Distant dissemination of cancer cells, as a sequel to local invasiveness, is largely dependent upon entrance of cells into vascular channels through which they are carried to other parts of the body. Many embolic cells, however, are unable to establish secondary growths in their new location.
Duration of growth of the primary tumor bears a positive relationship to the number of metastases, whereas the size of the primary tumor is less effective in influencing the number of metastases than are other factors as yet undetermined.
The venous distribution of metastases is largely dependent upon the anatomical arrangement of the venous channels (including the vertebral veins) into which emboli are commonly released. This accounts for the frequency of metastatic involvement of the lungs, the liver, and the bones of the spine, pelvis, and skull.
The arterial distribution of metastases is also dependent upon the number of embolic cells reaching the various organs, and in addition depends upon whether the embolic cancer cells lodge in capillaries and sinusoids or in thick-walled arterioles. These phenomena are variable from organ to organ, and evidently account in large measure for the relative infrequency of metastasis to some organs (spleen, muscle) and the frequency of metastasis to other organs (adrenals, kidney).
The lungs, however, although frequently the site of metastatic tumors, apparently afford relatively adverse conditions for tumor growth. This may be attributable to the peculiar physical structure, functions, and circulatory mechanisms of the lungs. The immediate transpulmonary passage of embolic tumor cells is perhaps more common than has been thought in the past.

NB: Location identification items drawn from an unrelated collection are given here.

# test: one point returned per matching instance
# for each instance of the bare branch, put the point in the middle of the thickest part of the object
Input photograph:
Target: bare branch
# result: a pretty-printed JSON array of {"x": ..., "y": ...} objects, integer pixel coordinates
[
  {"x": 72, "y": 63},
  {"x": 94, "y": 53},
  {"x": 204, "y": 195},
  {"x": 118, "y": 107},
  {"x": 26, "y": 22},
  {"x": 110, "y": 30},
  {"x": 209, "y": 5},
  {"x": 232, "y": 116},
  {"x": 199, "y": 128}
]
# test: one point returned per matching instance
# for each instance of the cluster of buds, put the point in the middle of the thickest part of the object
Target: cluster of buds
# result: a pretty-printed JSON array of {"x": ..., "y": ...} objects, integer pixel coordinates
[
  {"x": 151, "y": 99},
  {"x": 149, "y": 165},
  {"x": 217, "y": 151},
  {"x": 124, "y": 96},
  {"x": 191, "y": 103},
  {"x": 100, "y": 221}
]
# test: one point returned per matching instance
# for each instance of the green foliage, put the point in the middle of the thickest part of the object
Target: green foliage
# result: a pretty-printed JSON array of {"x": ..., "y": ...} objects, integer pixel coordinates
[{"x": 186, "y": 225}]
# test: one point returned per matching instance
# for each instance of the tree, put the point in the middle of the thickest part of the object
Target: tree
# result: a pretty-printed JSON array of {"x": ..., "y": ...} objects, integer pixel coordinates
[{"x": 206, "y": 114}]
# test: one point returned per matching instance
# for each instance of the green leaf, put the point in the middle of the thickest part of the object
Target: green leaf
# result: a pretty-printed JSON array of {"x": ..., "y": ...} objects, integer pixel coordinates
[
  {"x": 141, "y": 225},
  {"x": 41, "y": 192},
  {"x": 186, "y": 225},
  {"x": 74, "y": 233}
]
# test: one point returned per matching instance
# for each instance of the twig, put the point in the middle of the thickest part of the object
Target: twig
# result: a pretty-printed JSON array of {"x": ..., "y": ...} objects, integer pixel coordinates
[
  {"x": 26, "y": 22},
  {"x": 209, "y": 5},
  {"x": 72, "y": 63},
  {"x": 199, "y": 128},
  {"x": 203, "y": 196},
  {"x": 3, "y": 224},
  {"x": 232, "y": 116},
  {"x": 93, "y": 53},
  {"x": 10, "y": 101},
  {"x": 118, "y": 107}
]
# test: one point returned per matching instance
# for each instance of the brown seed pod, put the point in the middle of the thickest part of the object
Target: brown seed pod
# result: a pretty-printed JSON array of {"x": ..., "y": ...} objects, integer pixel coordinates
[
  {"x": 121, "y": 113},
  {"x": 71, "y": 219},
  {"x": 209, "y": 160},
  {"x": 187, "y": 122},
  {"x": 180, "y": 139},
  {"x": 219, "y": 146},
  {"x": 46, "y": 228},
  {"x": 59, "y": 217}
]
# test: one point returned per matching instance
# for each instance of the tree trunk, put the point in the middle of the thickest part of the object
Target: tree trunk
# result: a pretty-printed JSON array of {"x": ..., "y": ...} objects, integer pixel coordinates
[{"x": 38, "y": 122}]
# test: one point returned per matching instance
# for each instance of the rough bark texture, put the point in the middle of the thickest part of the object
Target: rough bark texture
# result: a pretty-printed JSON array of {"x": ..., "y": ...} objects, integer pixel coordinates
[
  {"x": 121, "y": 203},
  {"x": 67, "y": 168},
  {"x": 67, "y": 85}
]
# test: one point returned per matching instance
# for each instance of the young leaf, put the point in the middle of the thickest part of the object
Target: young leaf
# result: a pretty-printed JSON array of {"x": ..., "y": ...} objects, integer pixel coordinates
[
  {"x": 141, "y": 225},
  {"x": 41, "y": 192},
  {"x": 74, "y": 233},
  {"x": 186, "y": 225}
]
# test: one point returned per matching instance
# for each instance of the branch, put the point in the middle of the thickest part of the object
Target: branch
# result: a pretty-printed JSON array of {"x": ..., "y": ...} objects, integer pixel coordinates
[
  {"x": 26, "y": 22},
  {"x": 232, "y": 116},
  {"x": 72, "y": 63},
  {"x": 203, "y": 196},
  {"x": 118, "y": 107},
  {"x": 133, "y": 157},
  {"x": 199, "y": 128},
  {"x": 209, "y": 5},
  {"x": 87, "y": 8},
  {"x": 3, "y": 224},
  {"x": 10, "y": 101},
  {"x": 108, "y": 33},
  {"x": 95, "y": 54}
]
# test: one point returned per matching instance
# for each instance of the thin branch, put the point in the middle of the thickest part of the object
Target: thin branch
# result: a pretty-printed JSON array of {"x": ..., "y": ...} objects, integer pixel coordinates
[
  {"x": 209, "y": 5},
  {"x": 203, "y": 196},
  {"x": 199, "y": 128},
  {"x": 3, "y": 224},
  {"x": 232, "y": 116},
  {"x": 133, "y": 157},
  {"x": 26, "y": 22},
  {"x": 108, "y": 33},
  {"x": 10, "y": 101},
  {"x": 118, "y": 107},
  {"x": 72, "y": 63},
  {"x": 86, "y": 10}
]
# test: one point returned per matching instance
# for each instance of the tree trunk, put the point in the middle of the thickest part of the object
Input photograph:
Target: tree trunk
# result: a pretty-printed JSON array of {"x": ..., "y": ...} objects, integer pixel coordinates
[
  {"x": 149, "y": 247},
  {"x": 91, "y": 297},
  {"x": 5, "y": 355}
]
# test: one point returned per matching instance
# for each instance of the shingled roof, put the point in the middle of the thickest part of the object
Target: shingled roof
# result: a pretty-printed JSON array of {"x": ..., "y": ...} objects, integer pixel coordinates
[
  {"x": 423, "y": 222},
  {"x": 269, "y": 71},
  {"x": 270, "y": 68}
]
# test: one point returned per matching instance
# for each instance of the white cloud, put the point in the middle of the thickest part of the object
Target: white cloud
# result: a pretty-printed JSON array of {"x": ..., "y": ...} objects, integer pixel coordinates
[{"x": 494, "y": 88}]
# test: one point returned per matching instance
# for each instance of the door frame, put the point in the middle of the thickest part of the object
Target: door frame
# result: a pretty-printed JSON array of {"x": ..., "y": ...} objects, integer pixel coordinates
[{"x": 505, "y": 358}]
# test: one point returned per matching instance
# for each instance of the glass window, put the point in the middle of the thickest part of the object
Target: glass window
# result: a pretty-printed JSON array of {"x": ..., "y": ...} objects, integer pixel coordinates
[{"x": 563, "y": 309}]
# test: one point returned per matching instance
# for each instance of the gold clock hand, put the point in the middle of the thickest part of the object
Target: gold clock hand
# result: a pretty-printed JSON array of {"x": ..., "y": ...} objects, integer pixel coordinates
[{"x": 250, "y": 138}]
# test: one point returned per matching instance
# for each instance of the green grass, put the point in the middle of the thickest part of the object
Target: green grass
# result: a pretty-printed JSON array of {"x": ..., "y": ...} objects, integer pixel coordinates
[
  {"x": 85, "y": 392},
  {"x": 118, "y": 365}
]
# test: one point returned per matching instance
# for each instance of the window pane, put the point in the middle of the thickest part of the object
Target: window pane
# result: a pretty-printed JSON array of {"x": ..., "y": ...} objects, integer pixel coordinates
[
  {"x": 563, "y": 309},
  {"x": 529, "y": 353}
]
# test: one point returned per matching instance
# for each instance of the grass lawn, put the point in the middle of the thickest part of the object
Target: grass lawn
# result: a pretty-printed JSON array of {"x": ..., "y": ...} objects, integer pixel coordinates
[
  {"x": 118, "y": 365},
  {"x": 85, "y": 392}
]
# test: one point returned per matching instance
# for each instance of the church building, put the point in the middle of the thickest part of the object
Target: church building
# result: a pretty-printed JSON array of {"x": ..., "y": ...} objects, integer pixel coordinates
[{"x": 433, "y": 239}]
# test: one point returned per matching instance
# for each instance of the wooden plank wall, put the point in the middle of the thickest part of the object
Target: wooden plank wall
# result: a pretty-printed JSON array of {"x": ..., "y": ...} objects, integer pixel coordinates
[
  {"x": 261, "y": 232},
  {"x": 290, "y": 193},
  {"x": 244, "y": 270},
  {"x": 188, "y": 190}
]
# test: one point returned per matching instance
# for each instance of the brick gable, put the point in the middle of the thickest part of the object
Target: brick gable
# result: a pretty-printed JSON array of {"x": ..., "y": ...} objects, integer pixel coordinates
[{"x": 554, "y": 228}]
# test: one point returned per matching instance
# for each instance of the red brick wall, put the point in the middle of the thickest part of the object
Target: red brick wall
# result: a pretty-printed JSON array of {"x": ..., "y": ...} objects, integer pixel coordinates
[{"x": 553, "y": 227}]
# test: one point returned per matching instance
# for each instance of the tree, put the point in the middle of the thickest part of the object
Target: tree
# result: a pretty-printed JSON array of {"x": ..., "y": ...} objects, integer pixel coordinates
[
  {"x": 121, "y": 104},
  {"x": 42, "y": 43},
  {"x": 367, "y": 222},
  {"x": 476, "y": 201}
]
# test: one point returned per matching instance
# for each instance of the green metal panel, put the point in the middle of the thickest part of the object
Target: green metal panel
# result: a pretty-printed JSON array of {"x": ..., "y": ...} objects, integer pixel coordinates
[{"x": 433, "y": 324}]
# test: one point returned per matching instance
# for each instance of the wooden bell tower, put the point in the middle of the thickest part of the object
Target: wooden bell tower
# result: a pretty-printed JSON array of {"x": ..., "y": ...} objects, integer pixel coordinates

It is further indicated that single embolic cells or tiny clusters, rather than large clumps, give rise to most metastases because these cells are able to reach the capillary bed where conditions are most favorable for the development of secondary tumors. Larger clumps lodge in arterioles, a situation unfavorable for the establishment of metastatic growths.
In the attempts herein reviewed to reveal "soil" factors as affecting the distribution of metastases, it would appear that they consist chiefly of physical or mechanical circulatory differences rather than of chemically favorable or unfavorable environments for the growth of tumor cells. In view of the results obtained in the experiments here reviewed, it is suggested that before hypothetical "chemical soil" factors are offered in explanation of the distribution of metastatic tumors, simple "mechanical-circulatory" factors affecting the frequency distribution of embolic tumor cells must be eliminated for each tumor and host studied.
* Support from the National Cancer Institute of the National Institutes of Health, U.S. Public Health Service, and from the Anna Fuller Fund is gratefully acknowledged.